NCERT Solutions Science Chapter 10 Human Eye and Colourful World

Page No: 190

1. What is meant by power of accommodation of the eye?

Answer-

The ability of the lens of the eye to adjust its focal length to clearly focus rays coming from distant as well from a near objects on the retina, is known as the power of accommodation of the eye.

2. A person with a myopic eye cannot see objects beyond 1.2 m distinctly. What should be the type of corrective lens used to restore proper vision?

Answer-

An individual with a myopic eye should use a concave lens of focal length 1.2 m so that he or she can restore proper vision.

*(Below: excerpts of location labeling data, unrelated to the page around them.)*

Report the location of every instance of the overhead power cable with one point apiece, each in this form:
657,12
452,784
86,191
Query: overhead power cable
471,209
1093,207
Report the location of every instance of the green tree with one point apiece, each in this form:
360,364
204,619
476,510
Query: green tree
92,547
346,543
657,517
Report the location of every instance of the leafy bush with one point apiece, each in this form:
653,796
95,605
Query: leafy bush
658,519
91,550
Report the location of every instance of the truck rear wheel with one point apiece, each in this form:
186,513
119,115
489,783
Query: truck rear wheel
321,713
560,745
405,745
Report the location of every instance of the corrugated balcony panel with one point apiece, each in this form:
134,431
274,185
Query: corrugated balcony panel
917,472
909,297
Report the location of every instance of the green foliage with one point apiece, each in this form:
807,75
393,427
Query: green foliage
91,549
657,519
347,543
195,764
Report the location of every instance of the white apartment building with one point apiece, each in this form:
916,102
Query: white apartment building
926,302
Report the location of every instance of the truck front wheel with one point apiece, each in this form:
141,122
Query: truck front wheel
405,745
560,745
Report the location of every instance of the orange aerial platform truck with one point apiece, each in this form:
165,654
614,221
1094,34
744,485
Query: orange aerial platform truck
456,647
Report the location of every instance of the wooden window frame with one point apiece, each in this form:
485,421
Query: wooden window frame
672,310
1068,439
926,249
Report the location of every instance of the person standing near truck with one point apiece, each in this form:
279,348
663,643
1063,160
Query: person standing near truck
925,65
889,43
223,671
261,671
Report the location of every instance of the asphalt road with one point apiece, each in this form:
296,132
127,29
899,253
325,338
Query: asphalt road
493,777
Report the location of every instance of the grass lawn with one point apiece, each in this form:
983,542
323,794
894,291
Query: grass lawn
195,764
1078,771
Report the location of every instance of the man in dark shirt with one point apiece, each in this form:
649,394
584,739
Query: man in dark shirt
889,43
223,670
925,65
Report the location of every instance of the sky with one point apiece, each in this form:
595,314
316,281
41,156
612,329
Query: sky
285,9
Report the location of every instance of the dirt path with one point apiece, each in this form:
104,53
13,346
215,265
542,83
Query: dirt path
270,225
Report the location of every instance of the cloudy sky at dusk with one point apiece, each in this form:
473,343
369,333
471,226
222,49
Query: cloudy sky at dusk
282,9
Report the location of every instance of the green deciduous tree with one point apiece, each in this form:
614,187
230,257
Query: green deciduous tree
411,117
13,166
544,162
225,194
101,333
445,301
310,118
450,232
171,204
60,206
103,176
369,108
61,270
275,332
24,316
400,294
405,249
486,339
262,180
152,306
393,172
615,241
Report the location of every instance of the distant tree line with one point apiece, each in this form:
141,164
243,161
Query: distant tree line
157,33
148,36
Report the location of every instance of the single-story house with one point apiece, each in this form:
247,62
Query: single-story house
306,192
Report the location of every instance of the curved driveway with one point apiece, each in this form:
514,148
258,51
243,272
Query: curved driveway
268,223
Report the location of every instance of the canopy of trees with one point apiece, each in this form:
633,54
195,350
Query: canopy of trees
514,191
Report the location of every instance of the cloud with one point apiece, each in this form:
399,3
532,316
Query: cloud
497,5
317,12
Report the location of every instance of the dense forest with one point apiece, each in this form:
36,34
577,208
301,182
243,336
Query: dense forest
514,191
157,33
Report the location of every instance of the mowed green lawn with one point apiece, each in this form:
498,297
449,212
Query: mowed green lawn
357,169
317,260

3. What is the far point and near point of the human eye with normal vision?

Answer-

The minimum distance of the object from the eye, which can be seen distinctly without strain is called the near point of the eye. For a normal person’s eye, this distance is 25 cm.

The far point of the eye is the maximum distance to which the eye can see objects clearly. The far point of a normal person’s eye is infinity.

4. A student has difficulty reading the blackboard while sitting in the last row. What could be the defect the child is suffering from? How can it be corrected?

Answer-

The student is suffering from short-sightedness or myopia. Myopia can be corrected by the use of concave or diverging lens of an appropriate power.

Page No: 197

Exercise

1. The human eye can focus objects at different distances by adjusting the focal length of the eye lens. This is due to

(a) presbyopia

(b) accommodation

(c) near-sightedness

(d) far-sightedness

Answer-

(b) accommodation

Due to accommodation the human eye can focus objects at different distances by adjusting the focal length of the eye lens.

Page No: 198

2. The human eye forms an image of an object at its

(a) cornea

(b) iris

(c) pupil

(d) retina

Answer –

(d) retina

The retina is the layer of nerve cells lining the back wall inside the eye. This layer senses light and sends signals to the brain so you can see.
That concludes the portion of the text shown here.